Re: PDFBox to pdftohtml comparison?

Posted by Iain Clapham <ia...@googlemail.com>.
Mark,

Have you upgraded to the latest FontBox ? now at 0.8

I think it is a good idea to pull the latest SVN ( then you can hack 
away at the nice Java code :~))

Cheers +++ Iain

Mark Kerzner wrote:
> Hi,
> I have compared the PDFBox-to-text to the pdftohtml (in Linux) - then to
> text conversion, and I found the second one a little clearer.
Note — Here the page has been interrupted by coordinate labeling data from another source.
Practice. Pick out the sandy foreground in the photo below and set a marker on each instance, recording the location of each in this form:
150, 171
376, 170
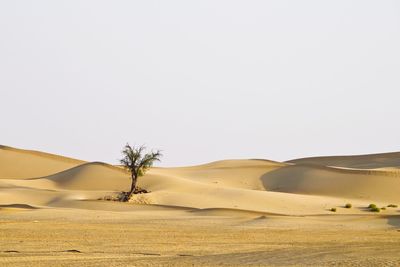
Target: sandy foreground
229, 213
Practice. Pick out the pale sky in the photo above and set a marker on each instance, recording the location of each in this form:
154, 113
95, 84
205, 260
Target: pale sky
201, 80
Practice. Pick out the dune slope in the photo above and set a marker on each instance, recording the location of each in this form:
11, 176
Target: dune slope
295, 188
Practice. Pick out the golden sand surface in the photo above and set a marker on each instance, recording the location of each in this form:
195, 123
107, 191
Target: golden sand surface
225, 213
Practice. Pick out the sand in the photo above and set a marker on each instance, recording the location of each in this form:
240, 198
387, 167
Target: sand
231, 212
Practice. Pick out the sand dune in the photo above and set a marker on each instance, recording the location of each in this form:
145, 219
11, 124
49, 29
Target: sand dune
21, 164
235, 212
371, 161
298, 187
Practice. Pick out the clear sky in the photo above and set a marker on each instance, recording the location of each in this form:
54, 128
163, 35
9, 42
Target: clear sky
201, 80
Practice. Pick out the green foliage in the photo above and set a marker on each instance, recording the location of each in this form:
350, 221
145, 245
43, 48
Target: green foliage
137, 162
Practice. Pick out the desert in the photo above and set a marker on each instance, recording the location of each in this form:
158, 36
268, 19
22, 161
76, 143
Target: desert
57, 211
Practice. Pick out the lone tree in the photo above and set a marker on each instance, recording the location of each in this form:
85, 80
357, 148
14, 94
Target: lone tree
137, 163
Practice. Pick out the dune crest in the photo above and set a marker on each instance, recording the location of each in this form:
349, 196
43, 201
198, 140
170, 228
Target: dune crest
298, 187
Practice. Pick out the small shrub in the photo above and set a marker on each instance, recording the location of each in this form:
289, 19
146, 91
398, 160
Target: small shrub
375, 209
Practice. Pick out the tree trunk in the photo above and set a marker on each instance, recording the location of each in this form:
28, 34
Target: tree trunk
133, 186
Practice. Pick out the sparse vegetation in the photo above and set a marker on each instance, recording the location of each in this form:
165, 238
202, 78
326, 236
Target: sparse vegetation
137, 163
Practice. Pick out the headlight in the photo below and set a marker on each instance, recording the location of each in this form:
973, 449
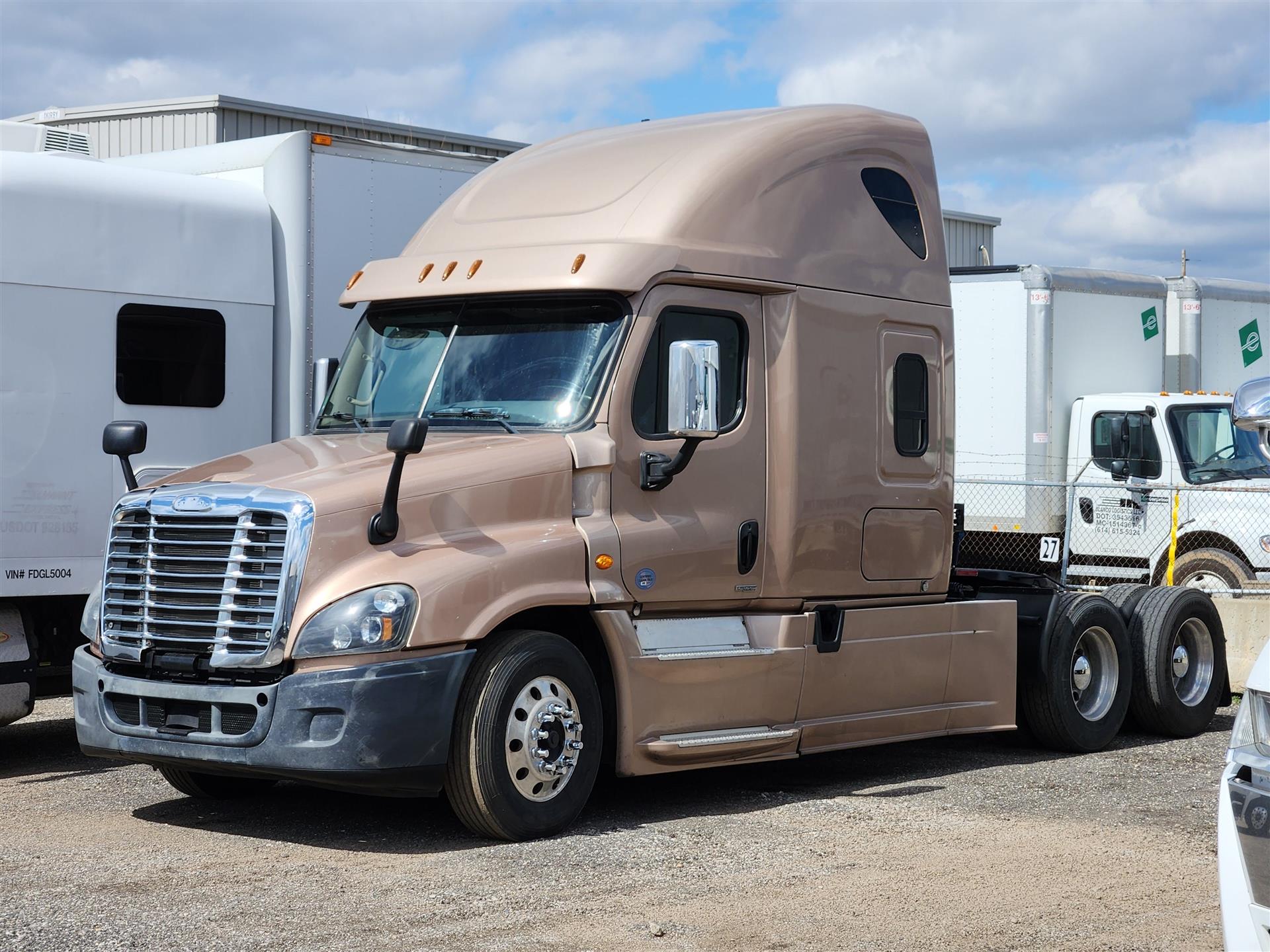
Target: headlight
91, 622
1253, 725
374, 619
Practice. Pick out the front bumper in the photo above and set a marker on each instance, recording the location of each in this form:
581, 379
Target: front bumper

For example,
> the bottom lines in a PDF (Copyrights, etc) were combined into one line by
> the PDFBox conversion, and had three separate pieces in the other way.
>
> I am using the last stable PDFBox jar, which dates back to 2006, and the
> pdftohtml utility is from about the same time, so I can understand this.
>
> My question then is twofold: does the comparison make sense, and should I
> use the pdftohtml combined with text converter, or should I try to build the
> latest from SVN?
>
> Thank you,
> Mark
>
>